Remember, a student’s final mark should demonstrate where they are, not where they have been. As such, each new journal – if it reflects a consistent demonstration of their most recent developed skills – should replace older ones.
An entry in your grade book doesn’t reflect a specific place in time, but rather it is a metaphor for overall expectations that students need to demonstrate (but more on that in a future article).
How a student performs at the beginning of the year should not impact how they are graded at the end of the year. The whole point of a class is the continuum of learning that enhances their skills taking them from where they are at the beginning to where they are at the end.
They Don’t Have to Perfectly Align
As mentioned, grade book entries are metaphors for overall expectations. While this will be more full developed in the future, for right now, I just want to point out that a journal entry does not have to only replace a journal entry in your grade book. So long as the journal entry demonstrates the same overall expectations as another grade book entry, the demonstration of skills are interchangeable. This will lead to increasing student achievement, while not reducing the amount of evaluated expectations.
Reduced Number of Tasks in a Culminating
Reducing the number of tasks in an assignment, especially a culminating assignment, is something that is best done on an individualized basis, tailored to the specific needs of each student. By focusing on Katherine Pearce’s geography culminating I will seek to indicate what tasks can be reduced without sacrificing the overall requirements of the piece.
Where to Start
At the beginning is often the first place to start. As we’ve already seen, the planning pages offer students structure and support. But, some students may find that overwhelming. Simply eliminating the planning pages – or more correctly, limiting the amount of planning pages that need to be completed – can help.

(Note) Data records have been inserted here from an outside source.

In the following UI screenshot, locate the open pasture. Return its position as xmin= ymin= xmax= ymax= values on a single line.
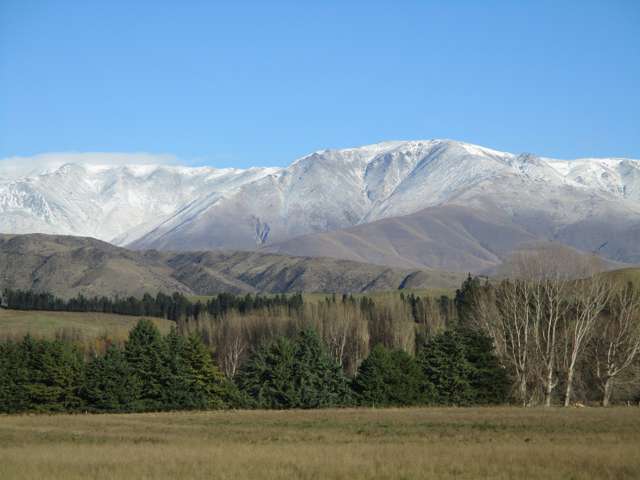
xmin=0 ymin=308 xmax=172 ymax=340
xmin=1 ymin=407 xmax=639 ymax=479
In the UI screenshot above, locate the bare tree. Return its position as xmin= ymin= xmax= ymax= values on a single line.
xmin=492 ymin=245 xmax=601 ymax=406
xmin=592 ymin=283 xmax=640 ymax=406
xmin=562 ymin=274 xmax=610 ymax=406
xmin=511 ymin=250 xmax=572 ymax=407
xmin=317 ymin=300 xmax=353 ymax=368
xmin=412 ymin=295 xmax=446 ymax=337
xmin=346 ymin=313 xmax=370 ymax=375
xmin=530 ymin=278 xmax=572 ymax=407
xmin=494 ymin=279 xmax=533 ymax=406
xmin=466 ymin=282 xmax=503 ymax=354
xmin=218 ymin=313 xmax=248 ymax=378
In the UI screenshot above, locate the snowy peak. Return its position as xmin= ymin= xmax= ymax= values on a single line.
xmin=1 ymin=140 xmax=639 ymax=257
xmin=0 ymin=161 xmax=278 ymax=242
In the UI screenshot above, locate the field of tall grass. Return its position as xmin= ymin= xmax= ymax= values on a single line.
xmin=1 ymin=407 xmax=638 ymax=479
xmin=0 ymin=308 xmax=173 ymax=340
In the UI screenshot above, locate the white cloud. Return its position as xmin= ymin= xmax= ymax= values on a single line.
xmin=0 ymin=152 xmax=179 ymax=179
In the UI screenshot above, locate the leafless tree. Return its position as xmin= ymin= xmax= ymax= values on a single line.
xmin=562 ymin=274 xmax=610 ymax=406
xmin=492 ymin=245 xmax=603 ymax=406
xmin=217 ymin=312 xmax=248 ymax=378
xmin=494 ymin=279 xmax=533 ymax=405
xmin=510 ymin=250 xmax=574 ymax=407
xmin=592 ymin=283 xmax=640 ymax=406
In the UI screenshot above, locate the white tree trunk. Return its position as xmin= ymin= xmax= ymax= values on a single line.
xmin=544 ymin=365 xmax=556 ymax=407
xmin=564 ymin=358 xmax=576 ymax=407
xmin=602 ymin=377 xmax=614 ymax=407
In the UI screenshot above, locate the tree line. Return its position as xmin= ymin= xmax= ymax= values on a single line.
xmin=178 ymin=292 xmax=458 ymax=378
xmin=1 ymin=289 xmax=303 ymax=322
xmin=175 ymin=267 xmax=640 ymax=405
xmin=0 ymin=318 xmax=508 ymax=413
xmin=3 ymin=248 xmax=640 ymax=410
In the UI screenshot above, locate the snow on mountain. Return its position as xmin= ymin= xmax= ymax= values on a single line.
xmin=1 ymin=140 xmax=640 ymax=261
xmin=0 ymin=163 xmax=277 ymax=243
xmin=128 ymin=140 xmax=640 ymax=252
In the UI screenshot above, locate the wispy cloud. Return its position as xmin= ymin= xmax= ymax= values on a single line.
xmin=0 ymin=152 xmax=179 ymax=179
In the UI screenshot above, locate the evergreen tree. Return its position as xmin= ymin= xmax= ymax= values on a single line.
xmin=124 ymin=319 xmax=170 ymax=411
xmin=235 ymin=336 xmax=298 ymax=408
xmin=418 ymin=331 xmax=474 ymax=405
xmin=236 ymin=329 xmax=352 ymax=408
xmin=82 ymin=346 xmax=142 ymax=412
xmin=293 ymin=329 xmax=352 ymax=408
xmin=458 ymin=328 xmax=511 ymax=404
xmin=20 ymin=336 xmax=84 ymax=412
xmin=353 ymin=345 xmax=425 ymax=406
xmin=162 ymin=328 xmax=190 ymax=409
xmin=185 ymin=333 xmax=241 ymax=407
xmin=163 ymin=329 xmax=238 ymax=409
xmin=455 ymin=274 xmax=482 ymax=327
xmin=0 ymin=341 xmax=30 ymax=413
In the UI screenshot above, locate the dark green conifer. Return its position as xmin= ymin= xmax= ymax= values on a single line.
xmin=82 ymin=345 xmax=142 ymax=412
xmin=458 ymin=328 xmax=511 ymax=404
xmin=236 ymin=329 xmax=351 ymax=409
xmin=20 ymin=336 xmax=84 ymax=412
xmin=124 ymin=319 xmax=169 ymax=410
xmin=418 ymin=331 xmax=474 ymax=405
xmin=353 ymin=344 xmax=425 ymax=406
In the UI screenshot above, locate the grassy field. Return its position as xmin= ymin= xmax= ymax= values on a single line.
xmin=0 ymin=308 xmax=173 ymax=340
xmin=0 ymin=407 xmax=639 ymax=479
xmin=603 ymin=267 xmax=640 ymax=286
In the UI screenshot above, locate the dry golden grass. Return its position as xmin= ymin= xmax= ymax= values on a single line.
xmin=1 ymin=407 xmax=639 ymax=479
xmin=0 ymin=309 xmax=173 ymax=340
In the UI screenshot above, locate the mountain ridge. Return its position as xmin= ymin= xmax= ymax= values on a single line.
xmin=2 ymin=140 xmax=640 ymax=272
xmin=0 ymin=233 xmax=464 ymax=298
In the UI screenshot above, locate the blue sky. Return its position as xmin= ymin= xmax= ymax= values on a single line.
xmin=1 ymin=0 xmax=638 ymax=168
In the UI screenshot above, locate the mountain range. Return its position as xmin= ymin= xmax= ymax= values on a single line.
xmin=0 ymin=234 xmax=463 ymax=298
xmin=2 ymin=139 xmax=639 ymax=273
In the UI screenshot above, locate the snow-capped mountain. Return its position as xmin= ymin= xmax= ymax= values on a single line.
xmin=0 ymin=163 xmax=277 ymax=243
xmin=1 ymin=140 xmax=640 ymax=267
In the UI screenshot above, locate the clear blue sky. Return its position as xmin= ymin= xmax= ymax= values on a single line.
xmin=1 ymin=0 xmax=638 ymax=167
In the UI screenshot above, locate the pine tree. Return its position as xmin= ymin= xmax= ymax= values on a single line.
xmin=458 ymin=328 xmax=511 ymax=404
xmin=20 ymin=336 xmax=84 ymax=412
xmin=82 ymin=346 xmax=142 ymax=412
xmin=236 ymin=329 xmax=352 ymax=409
xmin=455 ymin=274 xmax=482 ymax=327
xmin=179 ymin=333 xmax=238 ymax=409
xmin=293 ymin=329 xmax=352 ymax=408
xmin=124 ymin=319 xmax=170 ymax=411
xmin=162 ymin=329 xmax=238 ymax=409
xmin=235 ymin=336 xmax=297 ymax=408
xmin=418 ymin=331 xmax=474 ymax=405
xmin=353 ymin=344 xmax=425 ymax=406
xmin=0 ymin=340 xmax=29 ymax=413
xmin=162 ymin=328 xmax=190 ymax=409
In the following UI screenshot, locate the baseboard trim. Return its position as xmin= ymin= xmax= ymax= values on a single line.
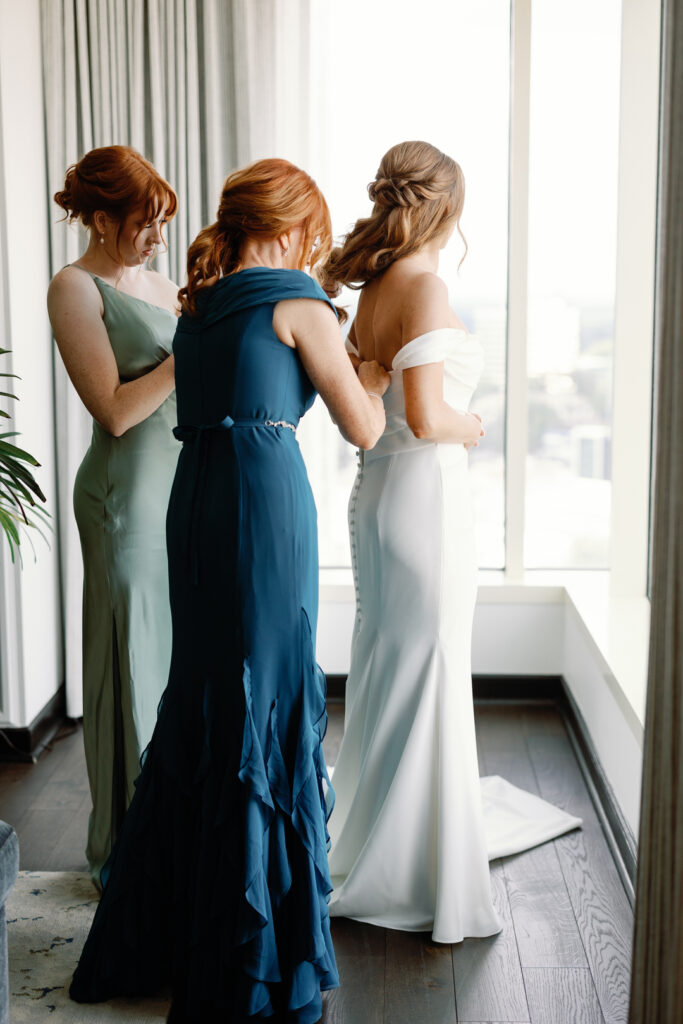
xmin=0 ymin=685 xmax=67 ymax=763
xmin=326 ymin=675 xmax=347 ymax=702
xmin=325 ymin=671 xmax=637 ymax=901
xmin=557 ymin=682 xmax=637 ymax=904
xmin=472 ymin=674 xmax=565 ymax=702
xmin=330 ymin=673 xmax=567 ymax=703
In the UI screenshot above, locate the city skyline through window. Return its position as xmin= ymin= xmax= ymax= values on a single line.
xmin=296 ymin=0 xmax=620 ymax=571
xmin=299 ymin=0 xmax=511 ymax=568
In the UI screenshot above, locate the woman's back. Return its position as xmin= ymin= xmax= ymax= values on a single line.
xmin=173 ymin=268 xmax=320 ymax=428
xmin=352 ymin=260 xmax=467 ymax=369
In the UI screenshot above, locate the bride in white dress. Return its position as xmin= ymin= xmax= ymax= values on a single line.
xmin=322 ymin=141 xmax=581 ymax=944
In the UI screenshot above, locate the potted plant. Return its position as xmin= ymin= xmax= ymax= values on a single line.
xmin=0 ymin=347 xmax=49 ymax=561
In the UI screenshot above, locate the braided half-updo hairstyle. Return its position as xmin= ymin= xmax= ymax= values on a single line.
xmin=179 ymin=158 xmax=333 ymax=316
xmin=323 ymin=141 xmax=466 ymax=296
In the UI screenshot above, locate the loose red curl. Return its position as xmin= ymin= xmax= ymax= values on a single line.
xmin=179 ymin=158 xmax=333 ymax=316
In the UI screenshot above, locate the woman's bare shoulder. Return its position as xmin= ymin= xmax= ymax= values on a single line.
xmin=47 ymin=264 xmax=101 ymax=311
xmin=393 ymin=269 xmax=456 ymax=339
xmin=403 ymin=268 xmax=449 ymax=303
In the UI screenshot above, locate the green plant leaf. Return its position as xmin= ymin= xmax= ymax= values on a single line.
xmin=0 ymin=507 xmax=20 ymax=546
xmin=0 ymin=472 xmax=35 ymax=503
xmin=0 ymin=440 xmax=40 ymax=465
xmin=0 ymin=464 xmax=46 ymax=503
xmin=30 ymin=505 xmax=52 ymax=524
xmin=24 ymin=517 xmax=51 ymax=549
xmin=0 ymin=348 xmax=49 ymax=559
xmin=0 ymin=488 xmax=26 ymax=519
xmin=0 ymin=458 xmax=42 ymax=486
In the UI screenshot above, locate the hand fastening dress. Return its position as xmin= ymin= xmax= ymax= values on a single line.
xmin=70 ymin=268 xmax=339 ymax=1023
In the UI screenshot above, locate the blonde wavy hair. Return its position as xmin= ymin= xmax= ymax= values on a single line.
xmin=323 ymin=141 xmax=466 ymax=296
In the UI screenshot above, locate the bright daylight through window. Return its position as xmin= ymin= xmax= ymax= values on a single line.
xmin=525 ymin=0 xmax=621 ymax=568
xmin=298 ymin=0 xmax=510 ymax=569
xmin=298 ymin=0 xmax=620 ymax=572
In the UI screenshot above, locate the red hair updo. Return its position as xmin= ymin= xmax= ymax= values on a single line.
xmin=54 ymin=145 xmax=178 ymax=258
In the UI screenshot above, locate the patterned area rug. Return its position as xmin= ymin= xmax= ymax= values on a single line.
xmin=7 ymin=871 xmax=170 ymax=1022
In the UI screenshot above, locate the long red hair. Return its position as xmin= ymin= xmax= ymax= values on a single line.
xmin=54 ymin=145 xmax=177 ymax=258
xmin=179 ymin=158 xmax=332 ymax=315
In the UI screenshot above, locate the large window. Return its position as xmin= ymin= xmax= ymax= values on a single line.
xmin=293 ymin=0 xmax=623 ymax=573
xmin=299 ymin=0 xmax=511 ymax=568
xmin=525 ymin=0 xmax=621 ymax=567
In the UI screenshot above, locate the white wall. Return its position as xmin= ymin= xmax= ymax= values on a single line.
xmin=472 ymin=596 xmax=563 ymax=675
xmin=0 ymin=0 xmax=62 ymax=726
xmin=563 ymin=606 xmax=643 ymax=834
xmin=318 ymin=581 xmax=645 ymax=835
xmin=318 ymin=582 xmax=568 ymax=677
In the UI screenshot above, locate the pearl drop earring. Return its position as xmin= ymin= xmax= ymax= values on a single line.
xmin=99 ymin=235 xmax=104 ymax=245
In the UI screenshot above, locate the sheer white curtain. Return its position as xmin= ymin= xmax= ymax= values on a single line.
xmin=40 ymin=0 xmax=282 ymax=716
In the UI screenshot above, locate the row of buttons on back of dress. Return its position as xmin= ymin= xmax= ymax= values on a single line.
xmin=348 ymin=450 xmax=364 ymax=633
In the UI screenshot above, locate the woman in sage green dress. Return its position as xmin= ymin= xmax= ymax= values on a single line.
xmin=47 ymin=145 xmax=179 ymax=889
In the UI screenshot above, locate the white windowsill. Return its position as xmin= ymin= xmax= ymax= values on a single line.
xmin=319 ymin=567 xmax=650 ymax=736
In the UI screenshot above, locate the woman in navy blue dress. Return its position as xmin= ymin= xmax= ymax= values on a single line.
xmin=69 ymin=158 xmax=389 ymax=1023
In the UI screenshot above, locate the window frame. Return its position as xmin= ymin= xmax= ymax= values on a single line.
xmin=289 ymin=0 xmax=659 ymax=596
xmin=504 ymin=0 xmax=658 ymax=595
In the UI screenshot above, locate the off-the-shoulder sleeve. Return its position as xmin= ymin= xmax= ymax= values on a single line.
xmin=392 ymin=328 xmax=468 ymax=370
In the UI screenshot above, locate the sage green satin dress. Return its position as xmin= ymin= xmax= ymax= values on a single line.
xmin=72 ymin=272 xmax=179 ymax=888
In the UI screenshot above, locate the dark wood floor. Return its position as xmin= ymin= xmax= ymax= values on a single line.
xmin=0 ymin=702 xmax=632 ymax=1023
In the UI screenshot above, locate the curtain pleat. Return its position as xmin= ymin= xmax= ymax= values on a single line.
xmin=628 ymin=0 xmax=683 ymax=1018
xmin=40 ymin=0 xmax=277 ymax=716
xmin=41 ymin=0 xmax=92 ymax=722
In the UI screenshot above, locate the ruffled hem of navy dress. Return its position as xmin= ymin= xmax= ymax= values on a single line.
xmin=70 ymin=615 xmax=337 ymax=1022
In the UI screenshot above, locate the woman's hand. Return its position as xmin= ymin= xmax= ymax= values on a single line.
xmin=358 ymin=360 xmax=391 ymax=398
xmin=463 ymin=411 xmax=484 ymax=449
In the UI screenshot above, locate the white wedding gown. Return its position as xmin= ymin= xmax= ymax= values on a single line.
xmin=328 ymin=328 xmax=582 ymax=943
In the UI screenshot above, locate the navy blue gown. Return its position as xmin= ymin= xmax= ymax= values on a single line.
xmin=70 ymin=268 xmax=339 ymax=1023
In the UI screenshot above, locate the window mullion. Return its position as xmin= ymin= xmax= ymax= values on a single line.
xmin=505 ymin=0 xmax=532 ymax=580
xmin=609 ymin=0 xmax=660 ymax=599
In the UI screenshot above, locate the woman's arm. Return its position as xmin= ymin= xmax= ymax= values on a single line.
xmin=273 ymin=298 xmax=389 ymax=450
xmin=399 ymin=272 xmax=484 ymax=445
xmin=47 ymin=267 xmax=176 ymax=438
xmin=403 ymin=364 xmax=483 ymax=444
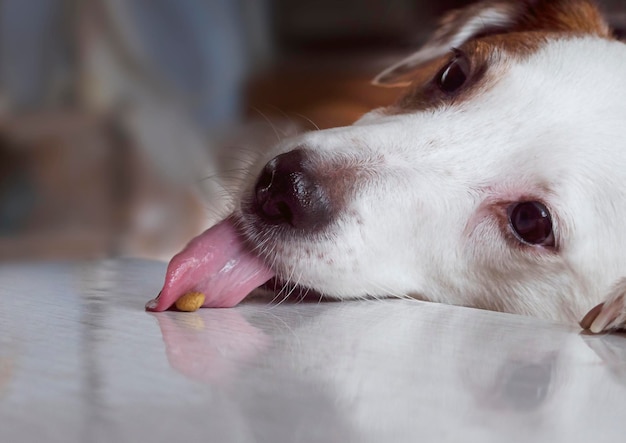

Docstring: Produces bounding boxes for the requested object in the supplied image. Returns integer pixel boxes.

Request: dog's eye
[436,53,470,94]
[508,202,554,246]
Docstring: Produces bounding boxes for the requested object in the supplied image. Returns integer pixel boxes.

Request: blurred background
[1,0,624,262]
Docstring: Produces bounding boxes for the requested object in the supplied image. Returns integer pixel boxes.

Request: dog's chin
[260,277,327,302]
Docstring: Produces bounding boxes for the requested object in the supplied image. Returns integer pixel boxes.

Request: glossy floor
[1,259,626,443]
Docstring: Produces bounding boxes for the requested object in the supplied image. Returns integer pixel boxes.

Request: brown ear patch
[515,0,610,37]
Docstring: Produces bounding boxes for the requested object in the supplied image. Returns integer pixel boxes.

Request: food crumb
[175,292,206,312]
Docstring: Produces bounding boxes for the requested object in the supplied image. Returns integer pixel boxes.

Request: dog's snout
[253,149,333,230]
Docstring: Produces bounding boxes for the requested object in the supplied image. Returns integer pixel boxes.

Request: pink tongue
[146,217,274,312]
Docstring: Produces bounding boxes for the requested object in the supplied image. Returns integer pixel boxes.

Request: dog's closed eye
[507,201,555,247]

On page 16, the student may be asked to demonstrate one improvement, rather than 3. This allows for some evidence of learning, while creating a manageable throughline for the student.
Looking at the Rubric
Each strand has been broken down into specific sections. Within those sections, are specific look fors. If we focus on Knowledge-History we might allow students not to demonstrate the date the city was founded, and we might suggest that so long as they are using other visuals throughout their piece, the visuals of the historical development are not required.
On Application-Personal Opinion Paragraphs the student may be able to fully demonstrate their learning simply by expressing what they learned about the city, through the use of embedded quotations, removing the need for them to express their general impressions of the city.
Tailored to Your Needs, and Your Student’s Needs
Each reduction of tasks will be unique. But, the question you must ask yourself is what specific expectations are still being demonstrated even if this piece is removed. If that expectation is still there, then you can remove or reduce the task without compromising your overall piece.
Manageable for Them, Manageable for You
If your gradebook has 100 different entries it will be as difficult for you to stay on top of your workload, as it will be for them to stay on top of their demonstrations of learning.
It will also create a situation where you will likely have problems explaining why each of those tasks are required to evaluate the overall expectations that they are connected to.
Parents and students are becoming far more aware of assessment and evaluation, with a number of teachers explicitly teaching growing success in their classroom so they have a strong understanding of where grades come from.
Because of this, we have students who are willing to self-advocate and ensure that fair assessment and evaluation practices are used. By reducing the number of tasks, while still maintaining the number of learning opportunities, you will be creating a space that best encourages student participation, classroom growth, and success.